EPISYSTEM: Designing biological, social and economic environments to enhance resistance to zoonotic outbreaks

Pathogens in their livestock, wildlife and environmental hosts exert a constant pressure on the human population. Coupled with their evolution and adaptation, the matter is not so much whether a new epidemic will emerge, but when and how it will happen. We must therefore ensure that the chances of emergence and invasion of pathogens are minimised. To understand and eventually control the ways pathogens emerge and spread we need to consider a complex system of interacting biological, environmental, economic and social factors. There is a pressing need to develop a holistic theory of such systems analogous to the social-ecological systems approach in ecology. By analogy to ecosystems we call them episystems. The key requirement of an episystem is its ability to mitigate emergence, invasion, spread and persistence of pathogens. Episystems are dynamic and subject to disturbances. As the environmental, social, economical, psychological and biological factors change, the structure of the episystem may be affected to the point when it is not longer able to function. For example, with an anticipated increase in human population, worldwide, there will be pressures to increase food supply, leading to an increased possibility of spillover from farm to human population. We therefore need to understand mechanisms underlining proper functioning of the episystem and to design its structure so that it continues to suppress pathogens even under changed conditions. For social-ecological systems, resilience characterises the capacity of an ecosystem to tolerate disturbance. We propose to extend the concept of resilience to study the response of socio-ecological systems to pathogen spillover and spread. We also need ways to coordinate people s actions in face of epidemic risk and potential economic losses, while the response of the society is partially driven by lay perceptions of health, immunity and risk. We propose to bring together biologists, economists and social scientists with mathematical and statistical modelling providing a common language in which models will be framed and recommendations produced.
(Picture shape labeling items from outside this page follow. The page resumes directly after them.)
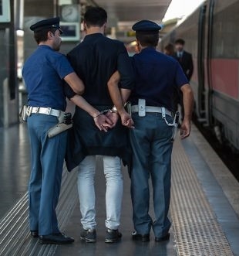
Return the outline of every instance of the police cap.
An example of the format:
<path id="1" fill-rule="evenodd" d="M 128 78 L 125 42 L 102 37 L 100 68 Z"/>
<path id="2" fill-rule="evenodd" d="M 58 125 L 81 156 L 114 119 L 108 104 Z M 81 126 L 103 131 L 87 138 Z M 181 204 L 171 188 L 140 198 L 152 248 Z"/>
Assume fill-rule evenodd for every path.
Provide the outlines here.
<path id="1" fill-rule="evenodd" d="M 30 29 L 34 32 L 39 32 L 42 29 L 50 28 L 56 28 L 62 32 L 59 26 L 59 17 L 43 19 L 30 26 Z"/>
<path id="2" fill-rule="evenodd" d="M 136 32 L 150 32 L 154 34 L 159 32 L 161 26 L 150 20 L 140 20 L 133 26 L 132 29 Z"/>

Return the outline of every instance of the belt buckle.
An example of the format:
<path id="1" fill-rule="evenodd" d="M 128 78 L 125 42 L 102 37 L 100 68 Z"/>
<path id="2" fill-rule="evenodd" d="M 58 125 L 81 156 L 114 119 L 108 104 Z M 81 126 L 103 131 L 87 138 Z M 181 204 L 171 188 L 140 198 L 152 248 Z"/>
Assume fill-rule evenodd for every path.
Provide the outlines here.
<path id="1" fill-rule="evenodd" d="M 51 111 L 52 111 L 52 108 L 47 108 L 47 114 L 51 114 Z"/>
<path id="2" fill-rule="evenodd" d="M 29 106 L 26 110 L 26 115 L 29 117 L 32 114 L 32 107 Z"/>

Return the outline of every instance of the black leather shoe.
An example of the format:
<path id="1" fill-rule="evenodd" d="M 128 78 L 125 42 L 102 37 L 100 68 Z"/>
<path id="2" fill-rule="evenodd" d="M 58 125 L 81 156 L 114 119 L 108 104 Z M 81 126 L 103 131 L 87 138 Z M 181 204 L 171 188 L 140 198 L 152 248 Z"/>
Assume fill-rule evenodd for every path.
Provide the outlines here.
<path id="1" fill-rule="evenodd" d="M 66 237 L 63 233 L 52 234 L 46 236 L 39 236 L 40 243 L 54 244 L 66 244 L 74 242 L 74 238 Z"/>
<path id="2" fill-rule="evenodd" d="M 170 233 L 168 233 L 164 237 L 155 237 L 155 241 L 156 242 L 163 242 L 165 241 L 170 240 Z"/>
<path id="3" fill-rule="evenodd" d="M 34 238 L 39 237 L 39 230 L 31 230 L 31 236 Z"/>
<path id="4" fill-rule="evenodd" d="M 131 234 L 132 239 L 134 241 L 141 241 L 142 242 L 149 242 L 150 241 L 150 234 L 137 234 L 136 231 L 133 231 Z"/>

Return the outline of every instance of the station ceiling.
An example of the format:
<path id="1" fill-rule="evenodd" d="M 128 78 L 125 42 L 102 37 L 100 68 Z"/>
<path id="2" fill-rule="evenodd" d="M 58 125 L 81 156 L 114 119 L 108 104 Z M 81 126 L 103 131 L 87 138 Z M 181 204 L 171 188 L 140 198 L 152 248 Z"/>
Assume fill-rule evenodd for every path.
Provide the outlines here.
<path id="1" fill-rule="evenodd" d="M 120 22 L 131 22 L 140 19 L 160 22 L 171 0 L 95 0 L 106 9 L 110 17 Z"/>

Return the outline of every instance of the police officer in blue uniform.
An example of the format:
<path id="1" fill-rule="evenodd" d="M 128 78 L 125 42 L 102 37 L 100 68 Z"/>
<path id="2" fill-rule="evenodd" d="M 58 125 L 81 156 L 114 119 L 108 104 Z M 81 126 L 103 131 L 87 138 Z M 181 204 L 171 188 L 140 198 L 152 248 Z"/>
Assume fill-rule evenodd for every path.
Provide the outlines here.
<path id="1" fill-rule="evenodd" d="M 42 244 L 69 244 L 74 240 L 59 231 L 56 213 L 67 133 L 50 138 L 47 134 L 66 110 L 63 80 L 79 94 L 83 93 L 84 85 L 66 57 L 58 53 L 62 41 L 59 19 L 40 21 L 30 29 L 39 45 L 22 70 L 28 91 L 32 155 L 29 186 L 31 234 L 39 237 Z"/>
<path id="2" fill-rule="evenodd" d="M 181 138 L 189 136 L 194 97 L 188 80 L 173 58 L 156 50 L 160 26 L 148 20 L 133 25 L 140 53 L 133 58 L 136 84 L 130 95 L 134 129 L 130 137 L 133 149 L 131 196 L 135 231 L 133 240 L 150 241 L 153 228 L 157 242 L 170 238 L 168 210 L 170 200 L 172 137 L 175 124 L 172 106 L 173 87 L 183 93 L 185 115 Z M 118 74 L 119 76 L 119 74 Z M 108 83 L 117 109 L 119 99 L 117 74 Z M 114 79 L 114 80 L 113 80 Z M 117 92 L 118 90 L 118 92 Z M 117 97 L 118 95 L 118 97 Z M 120 104 L 121 101 L 121 104 Z M 149 214 L 151 176 L 155 220 Z"/>

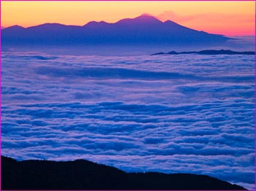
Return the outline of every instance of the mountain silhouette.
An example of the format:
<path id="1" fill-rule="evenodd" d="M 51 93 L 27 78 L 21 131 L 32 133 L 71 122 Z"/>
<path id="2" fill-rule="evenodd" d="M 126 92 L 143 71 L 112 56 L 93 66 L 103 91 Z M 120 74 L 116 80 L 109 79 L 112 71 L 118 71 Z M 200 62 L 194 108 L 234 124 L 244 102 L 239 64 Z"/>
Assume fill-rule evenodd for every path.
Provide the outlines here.
<path id="1" fill-rule="evenodd" d="M 148 45 L 209 44 L 230 39 L 222 35 L 198 31 L 171 20 L 162 22 L 142 15 L 115 23 L 89 22 L 83 26 L 59 23 L 23 28 L 18 26 L 1 29 L 2 44 L 46 45 Z"/>
<path id="2" fill-rule="evenodd" d="M 204 175 L 126 173 L 86 160 L 55 162 L 1 156 L 1 189 L 7 190 L 246 190 Z"/>

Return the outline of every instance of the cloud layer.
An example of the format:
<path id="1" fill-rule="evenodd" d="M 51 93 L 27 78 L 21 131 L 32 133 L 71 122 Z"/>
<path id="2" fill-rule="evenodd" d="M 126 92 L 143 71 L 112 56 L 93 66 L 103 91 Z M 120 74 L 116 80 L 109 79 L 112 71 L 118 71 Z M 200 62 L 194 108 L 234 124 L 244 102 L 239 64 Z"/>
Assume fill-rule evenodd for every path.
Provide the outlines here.
<path id="1" fill-rule="evenodd" d="M 2 155 L 254 184 L 254 56 L 2 55 Z"/>

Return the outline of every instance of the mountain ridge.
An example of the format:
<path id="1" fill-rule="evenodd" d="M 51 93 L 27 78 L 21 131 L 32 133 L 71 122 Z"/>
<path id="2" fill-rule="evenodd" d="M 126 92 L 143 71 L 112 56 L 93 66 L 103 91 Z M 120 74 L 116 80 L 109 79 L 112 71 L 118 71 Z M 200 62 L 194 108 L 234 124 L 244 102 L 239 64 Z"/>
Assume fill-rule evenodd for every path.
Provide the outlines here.
<path id="1" fill-rule="evenodd" d="M 140 15 L 114 23 L 89 22 L 78 26 L 44 23 L 28 28 L 1 29 L 2 44 L 216 44 L 228 39 L 222 35 L 198 31 L 173 21 L 162 22 L 153 16 Z"/>
<path id="2" fill-rule="evenodd" d="M 126 173 L 86 160 L 23 160 L 1 156 L 3 190 L 244 190 L 206 175 Z M 33 180 L 33 181 L 31 181 Z"/>

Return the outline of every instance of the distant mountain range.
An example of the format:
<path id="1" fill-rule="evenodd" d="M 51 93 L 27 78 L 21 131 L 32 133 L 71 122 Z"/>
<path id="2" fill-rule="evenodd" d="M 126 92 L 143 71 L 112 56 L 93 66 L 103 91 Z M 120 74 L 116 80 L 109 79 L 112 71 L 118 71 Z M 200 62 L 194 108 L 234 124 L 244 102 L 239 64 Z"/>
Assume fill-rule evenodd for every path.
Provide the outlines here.
<path id="1" fill-rule="evenodd" d="M 1 156 L 1 190 L 246 190 L 204 175 L 126 173 L 85 160 L 17 160 Z"/>
<path id="2" fill-rule="evenodd" d="M 171 51 L 167 53 L 165 52 L 157 52 L 151 54 L 151 55 L 188 55 L 188 54 L 197 54 L 197 55 L 255 55 L 255 52 L 247 51 L 247 52 L 237 52 L 230 50 L 206 50 L 201 51 L 192 51 L 192 52 L 177 52 L 176 51 Z"/>
<path id="3" fill-rule="evenodd" d="M 156 45 L 217 44 L 230 38 L 193 30 L 150 15 L 126 18 L 115 23 L 89 22 L 83 26 L 59 23 L 1 29 L 2 45 Z"/>

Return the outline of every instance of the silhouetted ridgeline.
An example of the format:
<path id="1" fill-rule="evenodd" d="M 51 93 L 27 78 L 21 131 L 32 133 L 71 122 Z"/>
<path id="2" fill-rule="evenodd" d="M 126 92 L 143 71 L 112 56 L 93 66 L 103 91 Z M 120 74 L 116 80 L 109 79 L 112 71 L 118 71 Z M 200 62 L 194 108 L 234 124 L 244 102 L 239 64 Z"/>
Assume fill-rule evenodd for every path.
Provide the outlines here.
<path id="1" fill-rule="evenodd" d="M 230 50 L 206 50 L 199 52 L 177 52 L 175 51 L 171 51 L 167 53 L 165 52 L 157 52 L 152 54 L 151 55 L 187 55 L 187 54 L 197 54 L 197 55 L 255 55 L 255 52 L 236 52 Z"/>
<path id="2" fill-rule="evenodd" d="M 18 162 L 1 158 L 2 190 L 246 190 L 208 176 L 128 174 L 85 160 Z"/>
<path id="3" fill-rule="evenodd" d="M 5 45 L 95 44 L 216 44 L 230 38 L 184 27 L 171 20 L 162 22 L 149 15 L 123 19 L 115 23 L 89 22 L 83 26 L 59 23 L 1 29 Z"/>

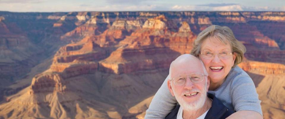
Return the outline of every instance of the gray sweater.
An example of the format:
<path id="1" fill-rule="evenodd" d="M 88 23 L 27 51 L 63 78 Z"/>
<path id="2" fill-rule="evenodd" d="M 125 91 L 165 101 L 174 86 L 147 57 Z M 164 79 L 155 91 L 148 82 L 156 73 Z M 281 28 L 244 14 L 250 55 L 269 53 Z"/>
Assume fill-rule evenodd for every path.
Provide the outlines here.
<path id="1" fill-rule="evenodd" d="M 176 105 L 177 101 L 167 87 L 168 77 L 153 97 L 145 119 L 164 118 Z M 261 101 L 253 82 L 238 66 L 232 69 L 221 85 L 208 93 L 214 95 L 226 106 L 236 111 L 254 111 L 262 115 Z"/>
Pathogens in their livestock, wildlife and environmental hosts exert a constant pressure on the human population. To understand and eventually control the ways pathogens emerge and spread we need to consider a complex system of interacting biological, environmental, economic and social factors. There is a pressing need to develop a holistic theory of such systems analogous to the social-ecological systems approach in ecology. By analogy to ecosystems we call them episystems. For social-ecological systems, resilience characterises the capacity of an ecosystem to tolerate disturbance. We propose to extend the concept of resilience to study the response of socio-ecological systems to pathogen spillover and spread as the environmental, social, economical, psychological and biological factors change. The project brings together biologists, economists and social scientists with mathematical and statistical modelling providing a common language in which models will be framed and recommendations produced. In the Catalyst Grant stage of the project we will identify the main components of the episystem encompassing three contrasting yet complementary groups of diseases, bird/air-, farm/food- and water-borne zoonoses. Using a combination of biological expertise and data, epidemiological modeling and parameter estimation, economic modeling and public health modelling we will then identify the key drivers affecting the emergence and spread of zoonosis and future risks associated with social, economic and environmental pressure. We will also engage end-users and study typical response of different levels of organizations to real and perceived risks. The full project will address design of a structure of the episystem in order to enhance its ability to suppress emergence and spread of zoonoses. Particular attention will be given to various trade-offs (biological, economical and social) associated with a risk of disease spread in a multi-host, multi-pathogen and multi-strain system. We will also design a system of social and economic stimulants that enhances resilience of the episystem to emergence, spread and persistence of diseases.